Wednesday, February 8, 2012

John and Diane walking downtown Hopkins - really!

February 2-4, 2012

NOTE: Since I changed the blog format to dynamic views, be sure to double-click on the image or verbiage to get the full story. You can also change the views yourself to the others that are available.


After a hearty breakfast of eggs, bacon and toast, we left Tranquility Lodge for Hopkins, a small Garifuna beach town one and a half hours north (we had briefly stopped there on our way south).  

After going to the hotel we had reservations at (and finding out that they had switched our accommodations from a large, upper floor, double suite ocean view place to a depressingly small set of rooms with a pool view), we bailed and found a far superior hotel right on the ocean for half the price! We were thrilled.

View from the upper deck of hotel room

Since the weather wasn't cooperating, set our sights on rum drinks and food. We had dinner at an authentic Garifuna restaurant. Our host, Stanley, told us about locally made bitters and asked if we wanted to a sample. Being wine makers, we were very curious. After having the tasty and authentic Garifuna cuisine, Stanley brought us a small plastic bottle of the bitters. It tasted earthy and herbaceous and definitely definitely contained copious amounts of alcohol. Stanley told us if we were interested we could find out more about the bitter from the guy who made it - he lived in town.

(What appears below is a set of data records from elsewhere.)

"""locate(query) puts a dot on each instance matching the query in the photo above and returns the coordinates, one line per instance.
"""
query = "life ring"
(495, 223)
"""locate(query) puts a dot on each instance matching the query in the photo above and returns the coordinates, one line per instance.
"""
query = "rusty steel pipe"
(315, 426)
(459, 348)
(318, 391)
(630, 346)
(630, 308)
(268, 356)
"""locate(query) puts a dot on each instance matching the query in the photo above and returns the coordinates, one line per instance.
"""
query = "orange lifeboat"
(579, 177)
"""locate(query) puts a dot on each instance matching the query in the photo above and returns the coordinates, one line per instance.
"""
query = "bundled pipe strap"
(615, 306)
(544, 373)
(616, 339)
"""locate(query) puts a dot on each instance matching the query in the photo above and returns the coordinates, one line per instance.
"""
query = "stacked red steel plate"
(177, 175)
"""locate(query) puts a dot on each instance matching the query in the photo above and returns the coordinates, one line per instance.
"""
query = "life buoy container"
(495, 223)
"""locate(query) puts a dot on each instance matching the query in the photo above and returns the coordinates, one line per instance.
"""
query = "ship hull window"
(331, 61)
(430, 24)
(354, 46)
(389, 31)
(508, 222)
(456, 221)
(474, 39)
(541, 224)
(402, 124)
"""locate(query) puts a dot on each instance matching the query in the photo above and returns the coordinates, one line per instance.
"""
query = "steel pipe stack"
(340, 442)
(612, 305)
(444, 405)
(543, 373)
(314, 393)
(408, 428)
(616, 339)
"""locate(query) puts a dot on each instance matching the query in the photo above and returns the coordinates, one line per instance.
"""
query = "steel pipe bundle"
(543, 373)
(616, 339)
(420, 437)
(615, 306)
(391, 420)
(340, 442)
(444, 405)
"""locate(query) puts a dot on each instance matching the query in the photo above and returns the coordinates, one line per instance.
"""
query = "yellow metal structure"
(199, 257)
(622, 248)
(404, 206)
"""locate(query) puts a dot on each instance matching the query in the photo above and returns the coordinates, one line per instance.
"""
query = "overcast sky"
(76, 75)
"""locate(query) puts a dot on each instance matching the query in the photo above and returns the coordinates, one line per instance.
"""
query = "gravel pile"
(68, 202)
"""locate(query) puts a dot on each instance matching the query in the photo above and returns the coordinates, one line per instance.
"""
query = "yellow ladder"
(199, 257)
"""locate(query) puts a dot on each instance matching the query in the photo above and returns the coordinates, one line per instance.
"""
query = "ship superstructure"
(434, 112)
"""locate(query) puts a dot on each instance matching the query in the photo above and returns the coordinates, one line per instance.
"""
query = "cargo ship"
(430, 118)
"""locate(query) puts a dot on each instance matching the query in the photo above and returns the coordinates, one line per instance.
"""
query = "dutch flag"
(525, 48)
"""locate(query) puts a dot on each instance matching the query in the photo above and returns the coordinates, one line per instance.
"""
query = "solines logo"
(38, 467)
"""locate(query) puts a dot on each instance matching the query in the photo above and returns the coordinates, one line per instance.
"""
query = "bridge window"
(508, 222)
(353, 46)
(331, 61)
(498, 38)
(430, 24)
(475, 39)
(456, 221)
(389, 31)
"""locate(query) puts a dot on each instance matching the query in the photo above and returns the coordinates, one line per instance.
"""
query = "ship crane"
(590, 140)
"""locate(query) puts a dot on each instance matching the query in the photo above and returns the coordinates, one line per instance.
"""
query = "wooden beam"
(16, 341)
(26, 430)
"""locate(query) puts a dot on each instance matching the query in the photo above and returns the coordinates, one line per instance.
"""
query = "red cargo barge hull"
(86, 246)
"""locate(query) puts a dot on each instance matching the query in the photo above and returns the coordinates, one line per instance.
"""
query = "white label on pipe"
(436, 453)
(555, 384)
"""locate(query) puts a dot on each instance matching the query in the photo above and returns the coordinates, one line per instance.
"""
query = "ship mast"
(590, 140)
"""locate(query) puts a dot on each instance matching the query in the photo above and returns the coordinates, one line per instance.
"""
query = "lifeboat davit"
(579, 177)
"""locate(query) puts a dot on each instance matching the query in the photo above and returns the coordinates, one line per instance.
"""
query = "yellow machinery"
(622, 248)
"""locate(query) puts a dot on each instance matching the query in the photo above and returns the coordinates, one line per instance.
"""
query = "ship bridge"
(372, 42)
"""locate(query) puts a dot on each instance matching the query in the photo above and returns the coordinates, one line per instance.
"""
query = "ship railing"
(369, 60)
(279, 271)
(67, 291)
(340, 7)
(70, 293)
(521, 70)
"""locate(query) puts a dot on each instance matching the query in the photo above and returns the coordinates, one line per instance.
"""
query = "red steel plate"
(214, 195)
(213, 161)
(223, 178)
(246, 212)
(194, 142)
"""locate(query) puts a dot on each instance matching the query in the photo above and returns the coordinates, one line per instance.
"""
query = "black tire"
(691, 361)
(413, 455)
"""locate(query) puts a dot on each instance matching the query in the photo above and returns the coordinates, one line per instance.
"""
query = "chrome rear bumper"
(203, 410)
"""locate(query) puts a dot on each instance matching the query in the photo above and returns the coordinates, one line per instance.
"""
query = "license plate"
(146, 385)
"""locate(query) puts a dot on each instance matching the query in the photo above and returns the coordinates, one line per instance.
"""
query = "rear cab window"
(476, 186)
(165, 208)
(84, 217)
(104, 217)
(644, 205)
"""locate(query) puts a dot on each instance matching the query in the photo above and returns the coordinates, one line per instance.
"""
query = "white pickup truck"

Miss Bertie's Library in Hopkins

The next day we stopped by the store that Stanley had told us of and looked for a tall black fellow - he's the one that purportedly made the potion. We spotted our man and asked if he was the one who made the bitters. He nodded. At first he didn't seem interested in talking. But soon he warmed to us and began telling us how it was made. It was definitely not the typical bitters we know as the ingredient in making drinks such as a Manhattan. The main ingredient of this bitters was derived from the root of a plant found deep in the jungle. The root is ground into a powder which is then used to prepare a strong herbal tea. 

The final step in making the bitters is to add alcohol. Rum, gin, vodka or brandy is added to the tea to make the elixir potent - perhaps 30-35% alcohol. Our conclusion was that it would make a poor substitute for what we know as bitters. I'm pretty sure one wouldn't want to add this to a Manhattan. But, we did find out that one of its main uses was to make a man strong (a.k.a. a cure for erectile dysfunction). Apparently, it’s the generic jungle version of Viagra. Love potion number nine!!!

The following day we walked around town and met an American woman  who had come to check out Hopkins ten years ago and decided to stay and create a bakery (we can attest to her baking skills). Later that evening we had a superb dinner at Chef Rob’s (a Dutch chef who I chatted with in Dutch for a few minutes).

An exquisite dinner at Chef Rob's

The baker showing off her freshly baked muffins.

If it hadn't been for the rough and windy weather, Hopkins would have been a really superb experience. As it was, we left with a favorable impression of the small town, but we wished we could have had a few hours at the pool or on the beach with some sun.

Don't you love the color scheme?

The following day we headed north towards Belize City, to turn in our rental car and get on the water taxi to La Isla Bonita (a.k.a. San Pedro, Ambergris).